The discovery of a 250-million-year-old skull could answer questions about the discovery of dinosaurs, according to an international team of researchers. The finding was made in Rio Grande do Sul in southern Brazil.

Teyujagua paradoxa lived in the Triassic period, and these creatures were ancestors to a group of animals known as archosauriforms. This variety of animal would later give rise to dinosaurs and pterosaurs, as well as crocodiles and birds.

The quadraped reptile, which grew to be around 5 feet in length, lived soon after the Permo-Triassic mass extinction. That event, likely driven by extreme volcanic eruptions in eastern Russia, wiped out 90 percent of all species on Earth. The few animals still left alive on the land began to extend into new habitats, and the variety of life became more diversified.

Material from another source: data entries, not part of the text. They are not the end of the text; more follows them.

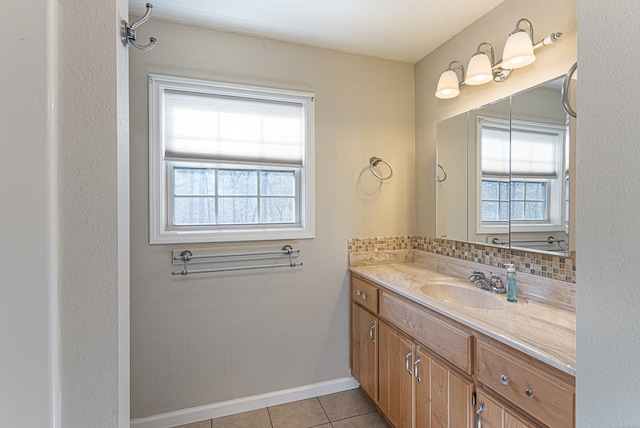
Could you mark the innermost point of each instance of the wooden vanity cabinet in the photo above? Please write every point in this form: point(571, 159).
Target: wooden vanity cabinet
point(364, 350)
point(416, 389)
point(364, 336)
point(493, 414)
point(423, 369)
point(539, 390)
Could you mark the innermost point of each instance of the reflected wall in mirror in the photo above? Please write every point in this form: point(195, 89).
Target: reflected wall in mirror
point(509, 173)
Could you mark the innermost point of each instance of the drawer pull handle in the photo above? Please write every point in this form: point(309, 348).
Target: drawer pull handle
point(406, 361)
point(479, 415)
point(372, 337)
point(415, 369)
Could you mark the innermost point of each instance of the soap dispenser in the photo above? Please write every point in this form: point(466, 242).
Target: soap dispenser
point(512, 288)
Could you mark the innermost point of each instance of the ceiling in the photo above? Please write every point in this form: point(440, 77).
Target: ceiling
point(400, 30)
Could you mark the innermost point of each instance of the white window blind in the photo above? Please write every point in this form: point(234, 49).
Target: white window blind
point(229, 162)
point(521, 152)
point(232, 129)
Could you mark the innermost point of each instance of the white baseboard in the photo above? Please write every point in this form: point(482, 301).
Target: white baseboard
point(231, 407)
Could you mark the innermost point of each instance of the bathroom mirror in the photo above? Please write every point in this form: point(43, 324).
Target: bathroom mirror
point(505, 175)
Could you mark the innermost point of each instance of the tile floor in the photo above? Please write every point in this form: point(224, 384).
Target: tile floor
point(347, 409)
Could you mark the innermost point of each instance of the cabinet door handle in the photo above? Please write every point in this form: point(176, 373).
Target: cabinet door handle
point(415, 369)
point(406, 361)
point(479, 415)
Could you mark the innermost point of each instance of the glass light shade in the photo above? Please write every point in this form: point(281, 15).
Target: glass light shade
point(518, 51)
point(479, 70)
point(448, 85)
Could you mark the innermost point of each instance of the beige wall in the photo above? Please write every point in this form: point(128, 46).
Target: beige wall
point(547, 16)
point(608, 245)
point(209, 338)
point(29, 330)
point(93, 180)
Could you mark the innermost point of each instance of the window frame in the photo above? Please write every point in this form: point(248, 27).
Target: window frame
point(161, 227)
point(555, 186)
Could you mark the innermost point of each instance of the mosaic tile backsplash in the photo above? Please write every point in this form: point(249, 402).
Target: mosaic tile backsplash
point(544, 265)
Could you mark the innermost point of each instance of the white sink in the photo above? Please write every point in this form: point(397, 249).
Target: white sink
point(463, 295)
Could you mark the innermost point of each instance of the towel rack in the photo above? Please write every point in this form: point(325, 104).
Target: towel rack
point(549, 240)
point(128, 36)
point(373, 162)
point(187, 255)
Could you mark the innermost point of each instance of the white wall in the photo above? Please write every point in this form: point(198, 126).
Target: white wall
point(29, 385)
point(94, 214)
point(608, 224)
point(209, 338)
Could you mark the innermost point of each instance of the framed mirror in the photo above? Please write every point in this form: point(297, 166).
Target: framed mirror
point(505, 174)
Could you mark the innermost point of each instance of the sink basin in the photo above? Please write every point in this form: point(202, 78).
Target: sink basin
point(463, 296)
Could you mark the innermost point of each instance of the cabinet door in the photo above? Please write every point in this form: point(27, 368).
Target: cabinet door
point(396, 353)
point(422, 377)
point(364, 350)
point(443, 398)
point(494, 415)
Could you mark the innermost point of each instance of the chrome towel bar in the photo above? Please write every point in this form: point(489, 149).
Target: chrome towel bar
point(186, 256)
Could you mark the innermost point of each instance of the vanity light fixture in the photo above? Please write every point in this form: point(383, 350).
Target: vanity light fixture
point(518, 52)
point(518, 49)
point(480, 66)
point(449, 85)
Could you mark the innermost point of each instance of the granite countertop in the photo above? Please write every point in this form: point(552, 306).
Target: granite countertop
point(539, 330)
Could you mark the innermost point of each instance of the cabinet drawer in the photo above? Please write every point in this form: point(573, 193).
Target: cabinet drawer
point(530, 386)
point(365, 294)
point(445, 339)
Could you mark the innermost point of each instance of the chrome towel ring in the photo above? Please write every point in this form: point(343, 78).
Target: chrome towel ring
point(373, 162)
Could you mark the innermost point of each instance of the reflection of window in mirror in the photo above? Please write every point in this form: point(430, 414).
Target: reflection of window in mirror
point(522, 176)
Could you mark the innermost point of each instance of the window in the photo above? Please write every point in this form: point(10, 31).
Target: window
point(522, 176)
point(229, 162)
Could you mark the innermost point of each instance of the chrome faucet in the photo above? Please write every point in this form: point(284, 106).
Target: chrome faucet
point(493, 283)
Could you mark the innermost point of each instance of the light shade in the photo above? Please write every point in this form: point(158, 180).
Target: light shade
point(448, 85)
point(518, 51)
point(479, 70)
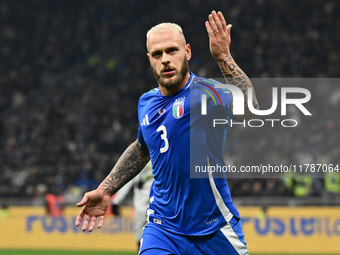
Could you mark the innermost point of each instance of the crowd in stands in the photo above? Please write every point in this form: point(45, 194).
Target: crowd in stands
point(71, 73)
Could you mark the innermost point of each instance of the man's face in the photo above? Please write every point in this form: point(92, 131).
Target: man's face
point(168, 57)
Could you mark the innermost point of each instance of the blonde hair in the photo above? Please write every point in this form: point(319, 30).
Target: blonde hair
point(162, 27)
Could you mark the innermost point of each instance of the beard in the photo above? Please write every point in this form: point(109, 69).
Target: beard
point(170, 84)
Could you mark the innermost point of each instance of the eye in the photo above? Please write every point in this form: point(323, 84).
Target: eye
point(172, 50)
point(157, 54)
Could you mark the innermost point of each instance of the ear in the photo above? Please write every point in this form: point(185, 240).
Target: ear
point(188, 51)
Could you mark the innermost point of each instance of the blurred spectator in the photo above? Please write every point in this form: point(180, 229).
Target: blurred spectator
point(72, 73)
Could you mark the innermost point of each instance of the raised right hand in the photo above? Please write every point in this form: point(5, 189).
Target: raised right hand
point(95, 204)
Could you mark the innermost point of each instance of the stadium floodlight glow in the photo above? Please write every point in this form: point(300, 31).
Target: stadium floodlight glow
point(238, 100)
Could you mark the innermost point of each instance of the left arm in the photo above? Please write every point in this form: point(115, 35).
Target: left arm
point(219, 42)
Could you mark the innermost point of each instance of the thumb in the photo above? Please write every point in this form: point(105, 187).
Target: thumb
point(229, 28)
point(83, 201)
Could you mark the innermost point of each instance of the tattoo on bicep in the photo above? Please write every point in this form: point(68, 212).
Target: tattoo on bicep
point(128, 166)
point(235, 76)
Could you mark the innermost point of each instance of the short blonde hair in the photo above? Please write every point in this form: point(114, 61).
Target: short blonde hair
point(162, 27)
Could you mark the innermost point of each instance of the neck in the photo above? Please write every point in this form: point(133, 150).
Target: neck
point(170, 91)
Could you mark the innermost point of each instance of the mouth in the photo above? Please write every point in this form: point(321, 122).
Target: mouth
point(168, 71)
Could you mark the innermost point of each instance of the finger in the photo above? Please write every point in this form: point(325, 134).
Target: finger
point(83, 201)
point(85, 222)
point(92, 223)
point(229, 29)
point(222, 19)
point(209, 29)
point(217, 21)
point(80, 217)
point(100, 221)
point(212, 24)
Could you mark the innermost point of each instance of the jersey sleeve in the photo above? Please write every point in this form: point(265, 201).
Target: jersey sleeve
point(140, 136)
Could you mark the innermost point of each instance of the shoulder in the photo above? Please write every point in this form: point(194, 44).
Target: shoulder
point(150, 94)
point(210, 86)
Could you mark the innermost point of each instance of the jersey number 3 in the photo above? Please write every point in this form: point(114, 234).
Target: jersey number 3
point(162, 129)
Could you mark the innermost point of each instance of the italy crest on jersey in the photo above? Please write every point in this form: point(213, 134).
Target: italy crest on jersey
point(178, 108)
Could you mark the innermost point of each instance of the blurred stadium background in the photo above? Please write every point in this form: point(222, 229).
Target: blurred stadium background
point(71, 73)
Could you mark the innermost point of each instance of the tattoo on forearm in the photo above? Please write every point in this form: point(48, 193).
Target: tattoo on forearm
point(128, 166)
point(235, 76)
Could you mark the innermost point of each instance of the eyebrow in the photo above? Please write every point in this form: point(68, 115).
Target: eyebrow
point(166, 50)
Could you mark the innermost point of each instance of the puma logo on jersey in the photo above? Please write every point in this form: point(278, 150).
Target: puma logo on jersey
point(145, 120)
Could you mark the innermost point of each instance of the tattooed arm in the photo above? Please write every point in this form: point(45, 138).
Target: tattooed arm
point(219, 42)
point(95, 203)
point(132, 161)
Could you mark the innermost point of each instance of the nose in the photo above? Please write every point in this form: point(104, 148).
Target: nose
point(165, 59)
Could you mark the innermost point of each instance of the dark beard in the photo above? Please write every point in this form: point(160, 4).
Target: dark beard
point(174, 83)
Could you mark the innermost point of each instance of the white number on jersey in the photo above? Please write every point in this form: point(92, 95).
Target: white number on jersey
point(163, 137)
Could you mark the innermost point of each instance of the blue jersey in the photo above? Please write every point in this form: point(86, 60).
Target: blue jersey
point(179, 203)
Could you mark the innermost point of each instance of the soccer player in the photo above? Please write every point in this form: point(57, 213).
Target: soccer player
point(186, 215)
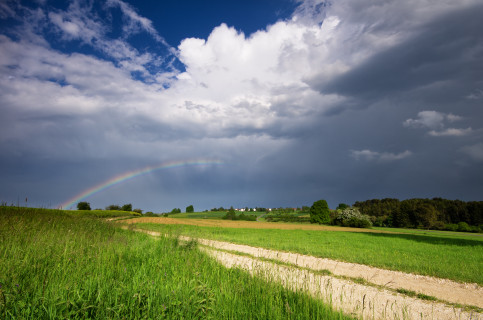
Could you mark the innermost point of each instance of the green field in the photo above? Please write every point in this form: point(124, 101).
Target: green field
point(208, 215)
point(446, 255)
point(71, 265)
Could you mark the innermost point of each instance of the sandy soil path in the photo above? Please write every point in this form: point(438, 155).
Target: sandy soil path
point(355, 299)
point(447, 290)
point(363, 301)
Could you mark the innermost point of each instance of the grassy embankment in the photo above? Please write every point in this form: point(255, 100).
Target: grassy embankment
point(445, 255)
point(68, 265)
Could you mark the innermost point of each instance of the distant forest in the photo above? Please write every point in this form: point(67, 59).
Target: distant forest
point(436, 213)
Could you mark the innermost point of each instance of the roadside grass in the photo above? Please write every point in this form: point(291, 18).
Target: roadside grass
point(55, 264)
point(450, 257)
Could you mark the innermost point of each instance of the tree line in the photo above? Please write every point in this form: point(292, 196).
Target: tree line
point(435, 213)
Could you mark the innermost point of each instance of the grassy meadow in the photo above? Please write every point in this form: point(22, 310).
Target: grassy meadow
point(73, 265)
point(445, 255)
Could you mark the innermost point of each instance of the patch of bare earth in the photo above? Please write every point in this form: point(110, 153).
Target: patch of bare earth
point(244, 224)
point(366, 301)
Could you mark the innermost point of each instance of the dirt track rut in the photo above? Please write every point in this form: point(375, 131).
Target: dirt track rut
point(361, 300)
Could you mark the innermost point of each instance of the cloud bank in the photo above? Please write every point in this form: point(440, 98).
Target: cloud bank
point(297, 108)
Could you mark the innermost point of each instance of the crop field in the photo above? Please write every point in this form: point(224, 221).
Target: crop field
point(73, 265)
point(443, 255)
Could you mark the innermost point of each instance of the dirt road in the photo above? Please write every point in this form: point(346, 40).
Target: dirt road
point(375, 298)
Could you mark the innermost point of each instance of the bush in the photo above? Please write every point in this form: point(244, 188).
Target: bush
point(231, 215)
point(351, 217)
point(319, 212)
point(463, 227)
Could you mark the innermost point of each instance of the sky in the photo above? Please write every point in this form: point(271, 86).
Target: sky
point(266, 103)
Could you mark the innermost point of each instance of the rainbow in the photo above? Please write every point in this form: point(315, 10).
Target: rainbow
point(132, 174)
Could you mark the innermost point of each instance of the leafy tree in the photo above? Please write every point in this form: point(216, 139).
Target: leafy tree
point(342, 206)
point(425, 215)
point(83, 206)
point(319, 212)
point(351, 217)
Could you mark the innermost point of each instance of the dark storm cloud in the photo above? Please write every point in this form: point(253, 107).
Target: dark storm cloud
point(447, 49)
point(405, 121)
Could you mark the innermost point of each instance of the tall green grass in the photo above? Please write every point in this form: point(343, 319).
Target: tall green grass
point(451, 257)
point(56, 265)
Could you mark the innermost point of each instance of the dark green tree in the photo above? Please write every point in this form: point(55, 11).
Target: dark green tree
point(342, 206)
point(425, 215)
point(83, 206)
point(319, 212)
point(114, 207)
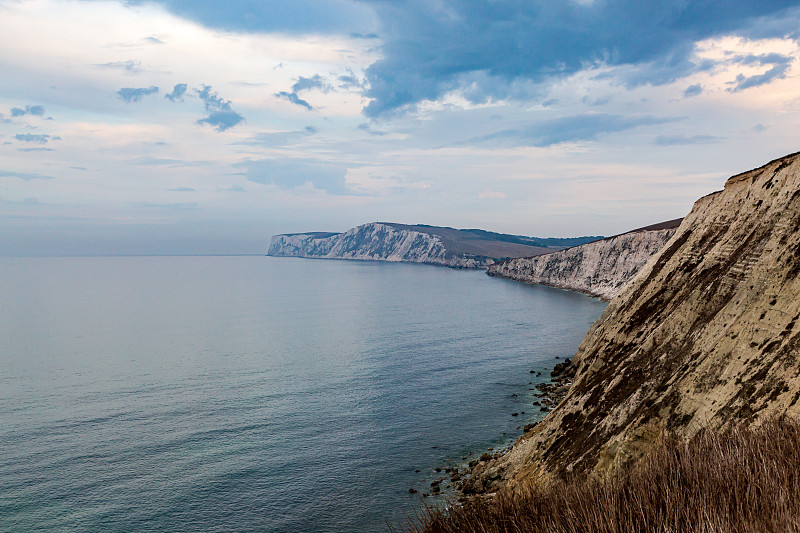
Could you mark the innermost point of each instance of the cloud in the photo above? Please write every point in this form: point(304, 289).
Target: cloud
point(220, 114)
point(177, 93)
point(34, 138)
point(305, 84)
point(135, 94)
point(134, 67)
point(693, 90)
point(676, 140)
point(314, 82)
point(158, 161)
point(232, 188)
point(494, 195)
point(779, 66)
point(290, 173)
point(36, 110)
point(434, 48)
point(24, 176)
point(180, 206)
point(278, 138)
point(293, 98)
point(299, 16)
point(583, 127)
point(350, 81)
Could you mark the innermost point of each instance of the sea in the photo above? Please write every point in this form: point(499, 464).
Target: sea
point(258, 394)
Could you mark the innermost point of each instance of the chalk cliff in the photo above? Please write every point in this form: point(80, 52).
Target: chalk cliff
point(373, 241)
point(379, 241)
point(600, 268)
point(706, 335)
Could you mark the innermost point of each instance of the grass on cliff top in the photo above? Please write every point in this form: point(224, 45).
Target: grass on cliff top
point(743, 480)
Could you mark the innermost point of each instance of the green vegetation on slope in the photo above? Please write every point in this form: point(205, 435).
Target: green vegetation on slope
point(744, 480)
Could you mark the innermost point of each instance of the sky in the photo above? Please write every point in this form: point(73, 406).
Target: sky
point(204, 127)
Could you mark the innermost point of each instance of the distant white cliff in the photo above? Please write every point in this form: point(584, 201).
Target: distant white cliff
point(601, 268)
point(375, 242)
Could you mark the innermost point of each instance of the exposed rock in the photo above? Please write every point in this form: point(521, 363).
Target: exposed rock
point(383, 241)
point(600, 268)
point(707, 335)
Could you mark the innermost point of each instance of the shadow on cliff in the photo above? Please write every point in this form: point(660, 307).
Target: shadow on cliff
point(740, 480)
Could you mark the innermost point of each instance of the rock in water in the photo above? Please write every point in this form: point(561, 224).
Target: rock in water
point(707, 335)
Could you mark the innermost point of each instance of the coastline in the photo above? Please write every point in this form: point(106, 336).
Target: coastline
point(463, 480)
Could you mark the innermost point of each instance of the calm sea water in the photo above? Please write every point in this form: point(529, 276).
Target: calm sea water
point(255, 393)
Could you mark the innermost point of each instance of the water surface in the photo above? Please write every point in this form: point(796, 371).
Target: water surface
point(255, 393)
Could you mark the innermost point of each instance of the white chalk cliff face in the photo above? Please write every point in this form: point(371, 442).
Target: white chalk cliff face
point(374, 242)
point(601, 268)
point(706, 335)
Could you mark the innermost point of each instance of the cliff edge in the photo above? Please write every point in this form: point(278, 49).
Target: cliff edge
point(600, 268)
point(706, 335)
point(384, 241)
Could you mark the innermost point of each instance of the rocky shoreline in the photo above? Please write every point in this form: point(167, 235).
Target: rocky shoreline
point(473, 478)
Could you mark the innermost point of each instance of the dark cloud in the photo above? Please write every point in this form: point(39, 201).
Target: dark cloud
point(135, 94)
point(431, 48)
point(779, 66)
point(34, 138)
point(24, 176)
point(676, 140)
point(585, 127)
point(177, 93)
point(220, 114)
point(134, 67)
point(693, 90)
point(291, 173)
point(36, 110)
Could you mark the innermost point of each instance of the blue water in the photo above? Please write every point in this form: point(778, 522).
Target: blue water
point(255, 393)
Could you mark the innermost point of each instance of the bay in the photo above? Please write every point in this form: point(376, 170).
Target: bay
point(257, 393)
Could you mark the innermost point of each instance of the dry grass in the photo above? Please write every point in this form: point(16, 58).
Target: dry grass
point(743, 480)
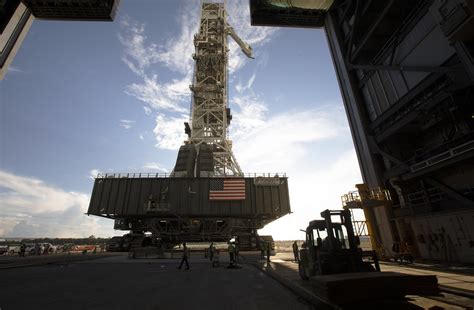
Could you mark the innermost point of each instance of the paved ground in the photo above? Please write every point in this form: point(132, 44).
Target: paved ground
point(455, 278)
point(121, 283)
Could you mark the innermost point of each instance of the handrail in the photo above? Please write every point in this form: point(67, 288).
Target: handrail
point(135, 175)
point(373, 194)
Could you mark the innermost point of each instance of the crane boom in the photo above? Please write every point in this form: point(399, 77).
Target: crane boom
point(246, 49)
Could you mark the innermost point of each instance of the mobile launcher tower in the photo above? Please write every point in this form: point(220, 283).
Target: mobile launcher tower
point(206, 197)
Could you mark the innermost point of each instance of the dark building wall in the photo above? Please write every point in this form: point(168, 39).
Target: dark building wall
point(405, 70)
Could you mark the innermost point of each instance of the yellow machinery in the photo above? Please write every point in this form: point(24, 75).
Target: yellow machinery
point(367, 199)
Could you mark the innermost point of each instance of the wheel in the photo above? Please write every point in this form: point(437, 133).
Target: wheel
point(302, 272)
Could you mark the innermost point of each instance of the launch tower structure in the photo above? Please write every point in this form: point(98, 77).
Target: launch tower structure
point(210, 115)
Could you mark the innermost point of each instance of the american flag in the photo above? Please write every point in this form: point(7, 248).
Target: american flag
point(227, 189)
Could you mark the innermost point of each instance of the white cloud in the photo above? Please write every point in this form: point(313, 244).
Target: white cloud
point(175, 54)
point(282, 140)
point(93, 174)
point(137, 55)
point(154, 167)
point(147, 110)
point(32, 208)
point(169, 131)
point(161, 96)
point(13, 69)
point(125, 123)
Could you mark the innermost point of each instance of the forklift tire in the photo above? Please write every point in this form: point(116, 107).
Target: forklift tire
point(302, 272)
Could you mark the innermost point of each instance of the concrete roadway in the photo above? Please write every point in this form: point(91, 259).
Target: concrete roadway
point(122, 283)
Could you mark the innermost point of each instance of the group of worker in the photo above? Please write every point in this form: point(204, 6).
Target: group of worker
point(233, 249)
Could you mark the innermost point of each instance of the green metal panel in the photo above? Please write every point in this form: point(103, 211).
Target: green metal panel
point(121, 197)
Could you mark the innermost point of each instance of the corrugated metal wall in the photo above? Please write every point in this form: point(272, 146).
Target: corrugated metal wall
point(122, 197)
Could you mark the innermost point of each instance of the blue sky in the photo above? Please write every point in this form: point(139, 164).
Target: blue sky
point(88, 97)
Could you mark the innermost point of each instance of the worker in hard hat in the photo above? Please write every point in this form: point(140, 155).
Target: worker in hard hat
point(269, 251)
point(184, 259)
point(262, 249)
point(231, 250)
point(295, 251)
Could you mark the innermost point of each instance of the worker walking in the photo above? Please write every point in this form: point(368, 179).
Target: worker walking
point(184, 259)
point(211, 251)
point(269, 250)
point(22, 249)
point(236, 250)
point(262, 250)
point(295, 251)
point(231, 250)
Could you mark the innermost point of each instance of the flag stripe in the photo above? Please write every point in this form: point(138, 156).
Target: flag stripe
point(230, 190)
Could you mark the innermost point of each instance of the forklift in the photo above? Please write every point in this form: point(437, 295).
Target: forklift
point(332, 248)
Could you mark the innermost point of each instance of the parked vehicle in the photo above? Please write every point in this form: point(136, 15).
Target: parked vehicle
point(3, 249)
point(13, 249)
point(48, 248)
point(31, 249)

The name Teyujagua is derived from the Guarani term for "fierce lizard," while paradoxa, is a testament to significant differences between this species and other contemporary fossils. The species hunted prey using sharp serrated teeth. Much like crocodiles, these creatures possessed nostrils near the top of their snouts, which may have been used while in water. Biologists believe they lived near water bodies, where they tracked down amphibians and other aquatic species.

"Ever since we saw that beautiful skull for the first time in the field, still mostly covered by rock, we knew we had something extraordinary in our hands. Back in the lab, after slowly exposing the bones, the fossil exceeded our expectations. It had a combination of features never seen before, indicating the unique position of Teyujagua in the evolutionary tree of an important group of vertebrates," Felipe Pinheiro of the Universidade Federal do Pampa said.

Biologists involved in the study believe the species represents a transition between ancient reptiles and archsauriforms, making the animals a distant ancestor to all modern birds.

Paleontologists are continuing to explore the site in Brazil where the specimen was found, in an effort to recover more samples of ancient creatures currently unknown to science. Such findings could lead to a better understanding of the development of dinosaurs.

Discovery of the previously-unknown species and analysis of how the creatures may have led to dinosaurs and birds was published in Scientific Reports.